The Air Force will soon have strategic air-to-air refuelling (SAAR) capability.  One modified CC-150T (tanker) Polaris aircraft is now being tested and evaluated at 4 Wing Cold Lake, Alta. for this purpose.

This operational testing and evaluation (OT&E) phase introduces increasingly difficult air-to-air refuelling sequences and missions under operational conditions. Lessons learned will be implemented to ensure the capabilities of the CC-150T (tanker) are used to their maximum potential.

The Polaris (or Airbus A-310) is capable of off-loading 80,000 pounds of fuel to receiving aircraft over a 2,500 Nautical Mile leg (4,630 km).
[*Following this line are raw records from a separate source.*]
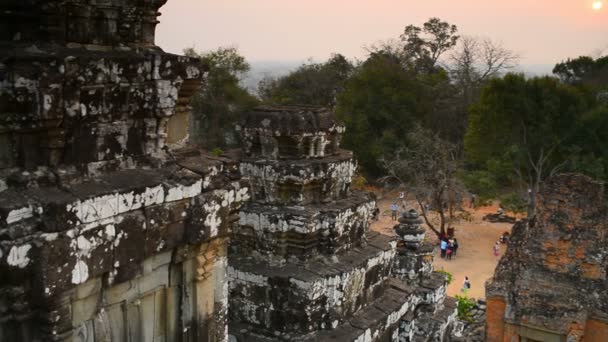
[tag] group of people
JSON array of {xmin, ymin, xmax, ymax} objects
[{"xmin": 439, "ymin": 236, "xmax": 459, "ymax": 260}]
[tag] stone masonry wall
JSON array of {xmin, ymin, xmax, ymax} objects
[
  {"xmin": 229, "ymin": 106, "xmax": 457, "ymax": 342},
  {"xmin": 486, "ymin": 174, "xmax": 608, "ymax": 342},
  {"xmin": 0, "ymin": 1, "xmax": 247, "ymax": 341}
]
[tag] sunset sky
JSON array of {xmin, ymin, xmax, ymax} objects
[{"xmin": 156, "ymin": 0, "xmax": 608, "ymax": 65}]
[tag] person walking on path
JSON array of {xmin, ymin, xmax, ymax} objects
[
  {"xmin": 452, "ymin": 238, "xmax": 459, "ymax": 258},
  {"xmin": 470, "ymin": 193, "xmax": 476, "ymax": 208},
  {"xmin": 461, "ymin": 276, "xmax": 471, "ymax": 293},
  {"xmin": 493, "ymin": 241, "xmax": 500, "ymax": 258},
  {"xmin": 390, "ymin": 203, "xmax": 398, "ymax": 221},
  {"xmin": 440, "ymin": 239, "xmax": 447, "ymax": 259}
]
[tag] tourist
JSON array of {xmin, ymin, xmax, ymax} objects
[
  {"xmin": 399, "ymin": 191, "xmax": 407, "ymax": 209},
  {"xmin": 452, "ymin": 238, "xmax": 459, "ymax": 258},
  {"xmin": 440, "ymin": 238, "xmax": 447, "ymax": 258},
  {"xmin": 470, "ymin": 193, "xmax": 476, "ymax": 208},
  {"xmin": 499, "ymin": 231, "xmax": 510, "ymax": 244},
  {"xmin": 493, "ymin": 241, "xmax": 500, "ymax": 257},
  {"xmin": 446, "ymin": 240, "xmax": 453, "ymax": 260},
  {"xmin": 462, "ymin": 276, "xmax": 471, "ymax": 292},
  {"xmin": 390, "ymin": 203, "xmax": 398, "ymax": 221}
]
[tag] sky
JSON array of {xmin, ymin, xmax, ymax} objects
[{"xmin": 156, "ymin": 0, "xmax": 608, "ymax": 66}]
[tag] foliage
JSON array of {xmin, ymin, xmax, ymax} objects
[
  {"xmin": 211, "ymin": 148, "xmax": 224, "ymax": 156},
  {"xmin": 258, "ymin": 54, "xmax": 354, "ymax": 108},
  {"xmin": 465, "ymin": 73, "xmax": 589, "ymax": 215},
  {"xmin": 184, "ymin": 47, "xmax": 259, "ymax": 149},
  {"xmin": 401, "ymin": 17, "xmax": 459, "ymax": 71},
  {"xmin": 498, "ymin": 192, "xmax": 527, "ymax": 214},
  {"xmin": 351, "ymin": 174, "xmax": 368, "ymax": 190},
  {"xmin": 553, "ymin": 55, "xmax": 608, "ymax": 89},
  {"xmin": 459, "ymin": 170, "xmax": 498, "ymax": 204},
  {"xmin": 455, "ymin": 294, "xmax": 476, "ymax": 322},
  {"xmin": 436, "ymin": 269, "xmax": 453, "ymax": 285},
  {"xmin": 381, "ymin": 125, "xmax": 464, "ymax": 237},
  {"xmin": 337, "ymin": 51, "xmax": 434, "ymax": 177}
]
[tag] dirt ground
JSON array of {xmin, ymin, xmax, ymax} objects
[{"xmin": 371, "ymin": 191, "xmax": 516, "ymax": 300}]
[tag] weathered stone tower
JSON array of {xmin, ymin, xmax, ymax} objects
[
  {"xmin": 228, "ymin": 106, "xmax": 457, "ymax": 341},
  {"xmin": 0, "ymin": 1, "xmax": 248, "ymax": 341},
  {"xmin": 486, "ymin": 174, "xmax": 608, "ymax": 342}
]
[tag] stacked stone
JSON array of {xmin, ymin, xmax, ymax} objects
[
  {"xmin": 228, "ymin": 106, "xmax": 457, "ymax": 342},
  {"xmin": 0, "ymin": 1, "xmax": 248, "ymax": 341},
  {"xmin": 486, "ymin": 174, "xmax": 608, "ymax": 342},
  {"xmin": 392, "ymin": 210, "xmax": 459, "ymax": 342}
]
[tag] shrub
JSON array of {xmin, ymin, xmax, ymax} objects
[
  {"xmin": 455, "ymin": 294, "xmax": 476, "ymax": 322},
  {"xmin": 436, "ymin": 269, "xmax": 453, "ymax": 285},
  {"xmin": 352, "ymin": 175, "xmax": 368, "ymax": 190},
  {"xmin": 499, "ymin": 192, "xmax": 527, "ymax": 214},
  {"xmin": 211, "ymin": 148, "xmax": 224, "ymax": 156}
]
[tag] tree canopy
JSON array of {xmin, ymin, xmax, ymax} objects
[
  {"xmin": 184, "ymin": 47, "xmax": 258, "ymax": 149},
  {"xmin": 465, "ymin": 73, "xmax": 595, "ymax": 214},
  {"xmin": 258, "ymin": 54, "xmax": 353, "ymax": 108}
]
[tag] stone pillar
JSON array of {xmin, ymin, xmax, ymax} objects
[{"xmin": 392, "ymin": 209, "xmax": 436, "ymax": 282}]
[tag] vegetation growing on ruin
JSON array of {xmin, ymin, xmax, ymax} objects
[
  {"xmin": 436, "ymin": 270, "xmax": 453, "ymax": 285},
  {"xmin": 455, "ymin": 294, "xmax": 476, "ymax": 322}
]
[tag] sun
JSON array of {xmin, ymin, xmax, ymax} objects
[{"xmin": 593, "ymin": 1, "xmax": 604, "ymax": 10}]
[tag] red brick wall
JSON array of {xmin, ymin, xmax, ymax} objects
[
  {"xmin": 486, "ymin": 296, "xmax": 507, "ymax": 342},
  {"xmin": 584, "ymin": 319, "xmax": 608, "ymax": 342}
]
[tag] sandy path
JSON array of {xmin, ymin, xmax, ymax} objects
[{"xmin": 371, "ymin": 191, "xmax": 514, "ymax": 300}]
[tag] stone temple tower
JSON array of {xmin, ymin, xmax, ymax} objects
[
  {"xmin": 228, "ymin": 106, "xmax": 458, "ymax": 341},
  {"xmin": 0, "ymin": 1, "xmax": 248, "ymax": 341}
]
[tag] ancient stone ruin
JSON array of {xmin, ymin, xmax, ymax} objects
[
  {"xmin": 0, "ymin": 1, "xmax": 464, "ymax": 341},
  {"xmin": 0, "ymin": 1, "xmax": 249, "ymax": 341},
  {"xmin": 486, "ymin": 174, "xmax": 608, "ymax": 342},
  {"xmin": 227, "ymin": 106, "xmax": 458, "ymax": 341}
]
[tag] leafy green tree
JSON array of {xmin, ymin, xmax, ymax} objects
[
  {"xmin": 401, "ymin": 17, "xmax": 459, "ymax": 71},
  {"xmin": 562, "ymin": 105, "xmax": 608, "ymax": 180},
  {"xmin": 465, "ymin": 73, "xmax": 589, "ymax": 215},
  {"xmin": 184, "ymin": 47, "xmax": 258, "ymax": 149},
  {"xmin": 336, "ymin": 51, "xmax": 431, "ymax": 177},
  {"xmin": 553, "ymin": 56, "xmax": 608, "ymax": 88},
  {"xmin": 258, "ymin": 54, "xmax": 354, "ymax": 107}
]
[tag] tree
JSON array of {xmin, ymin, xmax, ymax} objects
[
  {"xmin": 401, "ymin": 17, "xmax": 459, "ymax": 71},
  {"xmin": 184, "ymin": 47, "xmax": 258, "ymax": 149},
  {"xmin": 336, "ymin": 51, "xmax": 432, "ymax": 177},
  {"xmin": 382, "ymin": 125, "xmax": 464, "ymax": 238},
  {"xmin": 553, "ymin": 55, "xmax": 608, "ymax": 88},
  {"xmin": 449, "ymin": 36, "xmax": 518, "ymax": 104},
  {"xmin": 258, "ymin": 54, "xmax": 354, "ymax": 108},
  {"xmin": 465, "ymin": 74, "xmax": 588, "ymax": 216}
]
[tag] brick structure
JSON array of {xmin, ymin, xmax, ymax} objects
[
  {"xmin": 0, "ymin": 1, "xmax": 248, "ymax": 341},
  {"xmin": 486, "ymin": 174, "xmax": 608, "ymax": 342},
  {"xmin": 228, "ymin": 106, "xmax": 458, "ymax": 341}
]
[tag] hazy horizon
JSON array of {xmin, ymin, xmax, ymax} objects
[{"xmin": 156, "ymin": 0, "xmax": 607, "ymax": 67}]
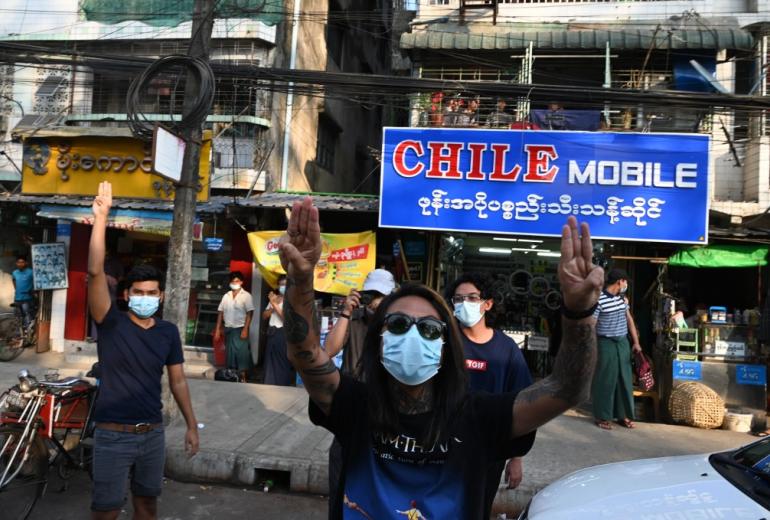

This will permit the Polaris tanker to ferry a flight of four CF-18 Hornets non-stop across the Atlantic Ocean.

Canada’s Air Force has not had this capability since it retired its fleet of CC-137 (Boeing 707) aircraft in 1997.

The CC150T successfully passed 14,000 pounds of fuel to three German Air Force Tornado fighter aircraft during the Customer Acceptance Flight completed on 30 May 2008.

The new SAAR capability, which will be based at 8 Wing Trenton, Ont., will permit fighter aircraft to fly longer distances without landing to refuel. The Air Force has used CC-130 Hercules aircraft from 435 Squadron at 17 Wing Winnipeg for tactical air-to-air-refuelling, however, the aircraft is limited by range and fuel capacity.

The SAAR capability modification to two of the CC150 Polaris five-aircraft fleet still permits the  primary role of long-range transport of personnel and equipment, as the newly configured aircraft remains capable of carrying  cargo and/or passengers.